Interestingly, Cohen started by explaining why he’s not a blue or a red stater, but rather a purple state of his own. And then spends one paragraph saying why he doesn’t like Bush’s policies, and the remaining five paragraphs explaining why he personally dislikes the Bush Haters, and how folks who merely disagree with Bush but don’t hate him are not blue staters, but purple ones, like himself. Color me unimpressed.
And here he is still blaming the crazies several years into Bush’s presidency, as this column from March shows, where he has to first mock the “Bush lied” people, before concluding that he finally caught Bush in a lie. (Bravo, Mr. Cohen.)
But why was it necessary for him to do that? Why did he admittedly spend so much energy fighting his own side, rather than combating the real danger in his backyard? It’s for the same reason why almost all of the bigtime “liberal” pundits had to denounce Fahrenheit 9/11, Michael Moore, and almost anyone left of the DLC. Because they had become convinced that they had to disassociate themselves from the freaks before they could be taken seriously. And to do that, they had to spend a lot of time, energy, insults, and generalizations to publicly denounce these people whenever they got the chance. And for that, they blame the lefties they attacked.

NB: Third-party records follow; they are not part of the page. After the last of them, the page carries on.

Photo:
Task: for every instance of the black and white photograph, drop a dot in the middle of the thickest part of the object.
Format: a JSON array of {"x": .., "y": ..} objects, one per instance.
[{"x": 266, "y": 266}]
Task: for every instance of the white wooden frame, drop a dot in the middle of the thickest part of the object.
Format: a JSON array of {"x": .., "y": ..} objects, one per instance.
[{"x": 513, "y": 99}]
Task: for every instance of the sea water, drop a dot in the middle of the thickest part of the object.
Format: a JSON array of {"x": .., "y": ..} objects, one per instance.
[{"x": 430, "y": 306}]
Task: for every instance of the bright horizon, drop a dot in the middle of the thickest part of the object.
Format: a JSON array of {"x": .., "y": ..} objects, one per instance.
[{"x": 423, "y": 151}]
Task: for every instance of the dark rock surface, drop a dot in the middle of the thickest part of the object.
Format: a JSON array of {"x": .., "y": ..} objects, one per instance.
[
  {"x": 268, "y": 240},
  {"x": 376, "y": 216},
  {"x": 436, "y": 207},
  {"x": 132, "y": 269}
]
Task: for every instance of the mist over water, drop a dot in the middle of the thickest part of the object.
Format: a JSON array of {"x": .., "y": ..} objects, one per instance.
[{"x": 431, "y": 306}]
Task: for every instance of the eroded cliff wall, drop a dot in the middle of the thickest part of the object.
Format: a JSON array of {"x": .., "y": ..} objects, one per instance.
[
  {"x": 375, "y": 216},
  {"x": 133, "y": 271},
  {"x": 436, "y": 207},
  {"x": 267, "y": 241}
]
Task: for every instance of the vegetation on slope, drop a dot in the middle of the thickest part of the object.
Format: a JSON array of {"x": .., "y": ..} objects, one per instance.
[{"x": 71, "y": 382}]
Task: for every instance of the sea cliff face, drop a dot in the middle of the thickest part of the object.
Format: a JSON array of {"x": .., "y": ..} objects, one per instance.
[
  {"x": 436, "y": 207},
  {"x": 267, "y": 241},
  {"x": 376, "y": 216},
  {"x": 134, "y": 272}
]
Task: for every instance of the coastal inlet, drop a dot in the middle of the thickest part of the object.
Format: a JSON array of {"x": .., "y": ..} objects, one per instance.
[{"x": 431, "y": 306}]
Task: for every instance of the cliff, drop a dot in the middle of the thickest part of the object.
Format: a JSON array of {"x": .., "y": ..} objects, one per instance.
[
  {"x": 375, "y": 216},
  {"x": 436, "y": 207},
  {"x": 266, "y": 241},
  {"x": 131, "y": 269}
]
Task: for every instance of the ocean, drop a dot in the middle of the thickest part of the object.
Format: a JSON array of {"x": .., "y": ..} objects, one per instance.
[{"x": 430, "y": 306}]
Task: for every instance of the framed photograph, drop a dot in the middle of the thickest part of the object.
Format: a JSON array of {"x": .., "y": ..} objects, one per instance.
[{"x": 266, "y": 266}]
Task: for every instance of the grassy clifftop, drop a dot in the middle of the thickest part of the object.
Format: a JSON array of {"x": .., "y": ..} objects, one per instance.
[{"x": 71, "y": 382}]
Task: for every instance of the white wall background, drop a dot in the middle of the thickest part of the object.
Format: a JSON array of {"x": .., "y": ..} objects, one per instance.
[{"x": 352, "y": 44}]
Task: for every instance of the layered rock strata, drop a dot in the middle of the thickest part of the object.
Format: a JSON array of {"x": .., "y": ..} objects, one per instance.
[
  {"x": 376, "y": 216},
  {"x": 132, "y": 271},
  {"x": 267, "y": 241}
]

And that’s exactly how the Whitehouse planned it, and it’s still working. “Centrists” have to constantly backstab their own people to prove their non-hatred for Bush, despite the fact that we’ve been explaining this to them for years. Sometimes we say that it’s not hatred and sometimes we say that the hatred isn’t irrational; but it all works out to being the same thing. This is a trick. They were tricked, and they’re still tricked. And so they spend five paragraphs of precious newspaper column to denounce the people they agree with on most issues.
But they don’t need to denounce us. They don’t need to insult us. They don’t even need to notice us if they don’t want to. But if they feel they must address us, they could surely do so without impugning our motives or slandering us with Rove’s beloved slur. Even one “Bush Hater” line is too many. They continually denounce the vilification of enemies by vilifying their so-called allies. And yet they rarely hurl this charge directly at anyone. Michael Moore got blasted in that column I cited, and yet Cohen never directly labels Moore a “hater”. They just keep using the same line denouncing generic “Bush Haters” that Rove gave them.
And now I’ve got this on my commentboard. Again, I’m not trying to pick on one of my few commenters. I just can’t help it. Had he read my post and understood what I wrote, he wouldn’t have said what he did. But he couldn’t bother. I quoted the Bullmoose in yet another of his anti-Bush-Hater idiocies, and this guy had to defend him. Not because I said anything wrong. But because he believed the Bullmoose hadn’t said anything wrong and I had disagreed with him. And that meant that I hadn’t understood the Moose’s delicate point of denouncing large swaths of generic people for having the wrong motives.
But I did understand and the Moose was wrong, for the reasons I said before. Bush hatred is a red herring. And unfortunately for Democrats, that’s about the only fish the DLC’s bait is any good at catching anymore. But I guess that’s somehow our fault too.